QIMMA قمّة arrives with a simple but powerful proposal: validate the quality of benchmarks before you evaluate models. Sounds obvious, right? It is — but in practice many leaderboards run models on datasets without checking whether the questions make sense in Arabic, whether the golden answers are correct, or whether a translation changed the original intent.
Qué es QIMMA y por qué importa
QIMMA is a leaderboard designed for Arabic that prioritizes quality. It doesn’t just gather benchmarks as-is. First it validates each sample; then it evaluates models. The result is a unified suite of 109 subsets, more than 52,000 samples, and coverage across seven domains: cultural, STEM, legal, medical, safety, poetry, and code.
Why does this change the game? Because Arabic is spoken by over 400 million people in many dialects and cultural contexts. If you use translated or unchecked data, scores can reflect benchmark artifacts, not the model’s true ability.
Metodología: validación antes de evaluar
The core of QIMMA is its staged validation pipeline. Every sample goes through two LLMs with strong Arabic capability: Qwen3-235B-A22B-Instruct and DeepSeek-V3-671B. Both score each sample using a 10-point rubric made of binary criteria (0 or 1) that add up to 10.
- Elimination threshold: if either model gives less than 7/10, the sample is flagged. If both models flag it, the sample is discarded outright. If only one flags it, the sample goes to human review.
Revisión humana y sensibilidad dialectal
Flagged cases are reviewed by native annotators with dialectal and cultural knowledge. Here they judge:
- cultural context and regional variation
- dialectal nuances
- subjective interpretations
- subtle issues automatic evaluation misses
For sensitive content they seek multiple perspectives, because in practice “correctness” can change across Arab regions.
Qué problemas encontraron en los benchmarks
The findings were consistent: many benchmarks, even respected ones, show systematic errors. Common problems include literal translations that change intent, incorrect golden answers, encoding errors, and poor annotation consistency.
- QIMMA consolidated 109 subsets from 14 sources and found variable discard rates. For example, ArabicMMLU discarded 436 of 14,163 samples (3.1%).
- For code tasks they didn’t discard prompts; instead they refined them. The Arabic adaptations of HumanEval+ and MBPP+ were modified in 88% and 81% of cases respectively.
The code prompt modifications included:
- normalization to a natural standard Arabic
- clarification of instructions and constraints
- correction of structural errors in examples
- preservation of the original problem intent
Cómo evalúa QIMMA: métricas y herramientas
QIMMA uses LightEval, EvalPlus and FannOrFlop to maintain reproducibility and consistency. The main metric mappings are:
- MCQ:
Normalized Log-Likelihood Accuracy - Multi-select MCQ: cumulative probability over the correct options
- Generative QA:
F1 BERTScore (AraBERT v02) - Code:
Pass@1
Additionally, QIMMA standardizes prompts by format and keeps the original system prompts for specific benchmarks like MizanQA and ArabCulture.
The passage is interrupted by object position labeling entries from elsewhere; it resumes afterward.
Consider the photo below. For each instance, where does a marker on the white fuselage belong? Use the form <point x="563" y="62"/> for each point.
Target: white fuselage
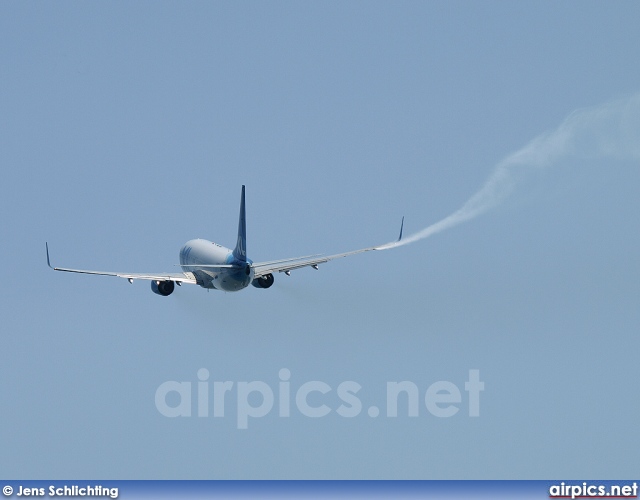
<point x="197" y="254"/>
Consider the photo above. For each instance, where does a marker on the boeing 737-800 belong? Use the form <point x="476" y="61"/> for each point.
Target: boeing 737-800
<point x="213" y="266"/>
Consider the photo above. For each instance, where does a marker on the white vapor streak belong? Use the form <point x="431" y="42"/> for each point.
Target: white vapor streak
<point x="608" y="130"/>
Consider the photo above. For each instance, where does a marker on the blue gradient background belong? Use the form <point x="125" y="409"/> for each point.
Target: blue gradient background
<point x="322" y="489"/>
<point x="127" y="129"/>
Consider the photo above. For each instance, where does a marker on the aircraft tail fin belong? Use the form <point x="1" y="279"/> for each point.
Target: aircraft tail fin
<point x="240" y="252"/>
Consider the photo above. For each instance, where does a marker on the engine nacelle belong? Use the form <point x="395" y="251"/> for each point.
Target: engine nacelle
<point x="163" y="288"/>
<point x="263" y="281"/>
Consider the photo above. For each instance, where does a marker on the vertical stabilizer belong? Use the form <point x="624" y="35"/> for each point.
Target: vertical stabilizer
<point x="240" y="252"/>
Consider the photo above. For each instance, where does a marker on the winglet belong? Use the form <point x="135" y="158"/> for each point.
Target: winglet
<point x="401" y="227"/>
<point x="48" y="261"/>
<point x="240" y="252"/>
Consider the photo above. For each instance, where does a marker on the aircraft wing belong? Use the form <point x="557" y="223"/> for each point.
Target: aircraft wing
<point x="288" y="265"/>
<point x="178" y="277"/>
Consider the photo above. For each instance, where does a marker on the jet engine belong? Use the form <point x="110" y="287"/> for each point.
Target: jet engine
<point x="163" y="288"/>
<point x="263" y="281"/>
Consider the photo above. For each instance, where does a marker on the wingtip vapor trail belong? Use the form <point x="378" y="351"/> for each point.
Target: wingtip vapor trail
<point x="611" y="129"/>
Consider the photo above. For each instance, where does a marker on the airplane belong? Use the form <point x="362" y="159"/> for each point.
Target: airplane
<point x="215" y="267"/>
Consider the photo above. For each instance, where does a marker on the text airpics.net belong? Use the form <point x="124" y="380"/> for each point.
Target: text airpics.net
<point x="257" y="399"/>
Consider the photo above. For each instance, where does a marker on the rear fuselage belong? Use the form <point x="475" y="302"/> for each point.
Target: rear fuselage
<point x="197" y="254"/>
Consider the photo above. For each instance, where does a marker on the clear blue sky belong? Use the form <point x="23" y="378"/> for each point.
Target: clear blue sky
<point x="127" y="128"/>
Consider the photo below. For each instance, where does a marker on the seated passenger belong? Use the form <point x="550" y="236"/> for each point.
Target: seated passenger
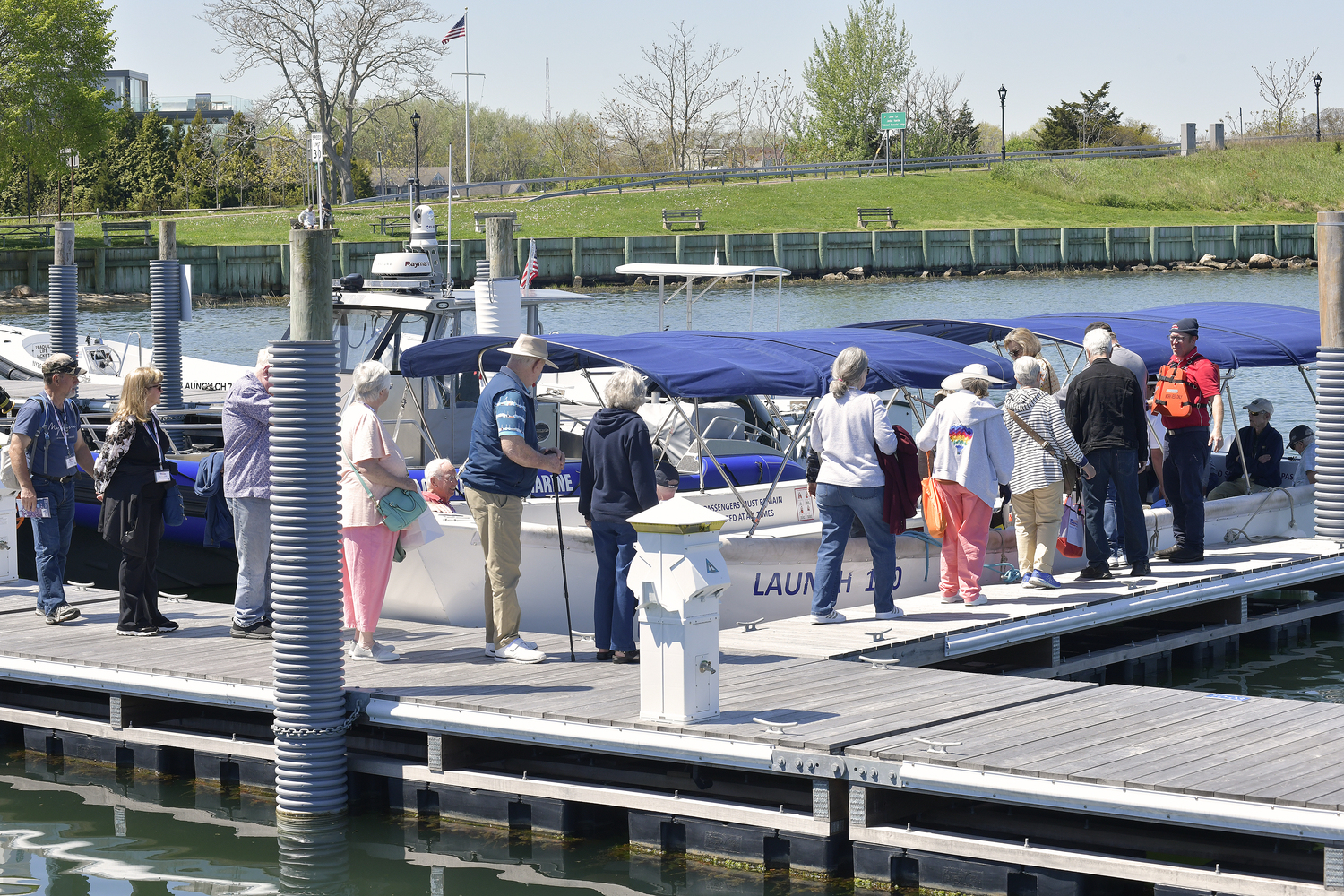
<point x="1263" y="445"/>
<point x="1303" y="441"/>
<point x="440" y="482"/>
Important: QIMMA publishes per-sample outputs, not just aggregates. That makes auditing, reproducibility and failure analysis much easier.
Resultados: quién lidera y qué significa
They evaluated 46 open-source models, from ~1B to 400B parameters. Key observations:
- Jais-2-70B-Chat tops the overall ranking (65.81) and dominates Cultural, STEM, Legal and Safety. It shows that Arabic-focused training brings clear gains.
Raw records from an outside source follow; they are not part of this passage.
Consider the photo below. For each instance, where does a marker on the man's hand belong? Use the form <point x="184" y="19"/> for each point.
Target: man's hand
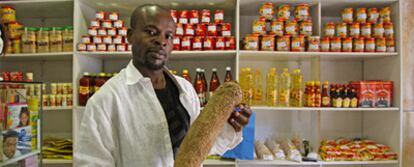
<point x="240" y="119"/>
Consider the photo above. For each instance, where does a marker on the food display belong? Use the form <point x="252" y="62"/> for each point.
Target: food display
<point x="355" y="150"/>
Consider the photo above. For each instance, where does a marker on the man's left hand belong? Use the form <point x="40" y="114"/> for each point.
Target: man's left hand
<point x="240" y="119"/>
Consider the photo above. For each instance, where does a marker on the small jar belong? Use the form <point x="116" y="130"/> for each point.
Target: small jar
<point x="56" y="40"/>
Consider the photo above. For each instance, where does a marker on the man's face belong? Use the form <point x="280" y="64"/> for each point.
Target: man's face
<point x="152" y="39"/>
<point x="9" y="147"/>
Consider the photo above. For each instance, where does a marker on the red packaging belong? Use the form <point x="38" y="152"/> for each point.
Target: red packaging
<point x="212" y="29"/>
<point x="102" y="32"/>
<point x="121" y="47"/>
<point x="86" y="39"/>
<point x="197" y="43"/>
<point x="174" y="15"/>
<point x="179" y="30"/>
<point x="114" y="16"/>
<point x="208" y="43"/>
<point x="118" y="40"/>
<point x="219" y="16"/>
<point x="226" y="29"/>
<point x="93" y="31"/>
<point x="101" y="47"/>
<point x="183" y="17"/>
<point x="123" y="31"/>
<point x="189" y="30"/>
<point x="186" y="43"/>
<point x="107" y="24"/>
<point x="97" y="39"/>
<point x="194" y="17"/>
<point x="200" y="30"/>
<point x="230" y="43"/>
<point x="176" y="43"/>
<point x="111" y="32"/>
<point x="95" y="23"/>
<point x="118" y="24"/>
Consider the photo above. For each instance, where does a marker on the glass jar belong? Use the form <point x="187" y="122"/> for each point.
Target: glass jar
<point x="55" y="37"/>
<point x="42" y="37"/>
<point x="67" y="37"/>
<point x="29" y="40"/>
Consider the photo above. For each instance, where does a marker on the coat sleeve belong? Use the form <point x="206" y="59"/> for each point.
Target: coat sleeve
<point x="94" y="145"/>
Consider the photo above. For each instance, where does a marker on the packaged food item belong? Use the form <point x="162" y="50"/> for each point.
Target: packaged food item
<point x="369" y="44"/>
<point x="347" y="15"/>
<point x="251" y="42"/>
<point x="329" y="29"/>
<point x="373" y="15"/>
<point x="298" y="43"/>
<point x="268" y="43"/>
<point x="291" y="28"/>
<point x="335" y="44"/>
<point x="325" y="44"/>
<point x="381" y="45"/>
<point x="361" y="15"/>
<point x="267" y="10"/>
<point x="283" y="12"/>
<point x="354" y="30"/>
<point x="302" y="12"/>
<point x="341" y="30"/>
<point x="359" y="44"/>
<point x="259" y="26"/>
<point x="306" y="28"/>
<point x="283" y="43"/>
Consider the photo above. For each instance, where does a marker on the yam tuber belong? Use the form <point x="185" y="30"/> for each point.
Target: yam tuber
<point x="204" y="131"/>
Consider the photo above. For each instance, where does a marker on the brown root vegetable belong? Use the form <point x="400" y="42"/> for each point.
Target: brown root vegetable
<point x="206" y="128"/>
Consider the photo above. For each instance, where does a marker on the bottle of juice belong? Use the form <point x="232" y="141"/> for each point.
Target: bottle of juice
<point x="272" y="84"/>
<point x="284" y="88"/>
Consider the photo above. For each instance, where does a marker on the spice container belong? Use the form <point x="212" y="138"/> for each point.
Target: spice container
<point x="43" y="40"/>
<point x="267" y="10"/>
<point x="329" y="29"/>
<point x="347" y="15"/>
<point x="29" y="40"/>
<point x="283" y="12"/>
<point x="268" y="43"/>
<point x="283" y="43"/>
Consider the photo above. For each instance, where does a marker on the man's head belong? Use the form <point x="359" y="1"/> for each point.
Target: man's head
<point x="9" y="143"/>
<point x="151" y="35"/>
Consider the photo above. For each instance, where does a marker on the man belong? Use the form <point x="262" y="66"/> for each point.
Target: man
<point x="140" y="116"/>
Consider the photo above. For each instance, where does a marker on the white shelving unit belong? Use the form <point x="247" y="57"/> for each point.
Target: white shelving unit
<point x="318" y="124"/>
- Qwen2.5-72B-Instruct was very close (65.75), showing large multilingual models remain competitive in Arabic.
- Llama-3.3-70B-Instruct dominates in Medical, and Qwen3.5-27B stands out in Coding.
- Arabic-specialized models often beat similarly sized multilingual models in several domains, but code favors multilingual models.
In practice this suggests two things: Arabic-focused training pays off for cultural understanding and correct answers; while code-generation skills may require instruction data in multiple languages or more varied examples.
Recomendaciones técnicas y de investigación
- Validate data before you evaluate. This is the central lesson: without quality control, metrics can deceive.
- Publish per-sample outputs and evaluation scripts for reproducibility.
- Treat code evaluation as a special subtype: fixing prompts instead of deleting samples preserves comparability with international benchmarks.
- Incorporate dialectal reviews and multiple cultural perspectives for sensitive tasks.
If you work with models in Arabic, QIMMA gives you a reproducible framework and a fairer comparison baseline. You can use its approach to audit your own datasets or to design new benchmarks without common traps.
Reflexión final
QIMMA isn’t just another leaderboard; it’s a methodological wake-up call. Validate first, evaluate after. Publish per-sample outputs. Respect the diversity of Arabic. With measures like these, model comparisons stop being noise and become useful information for researchers, developers and users.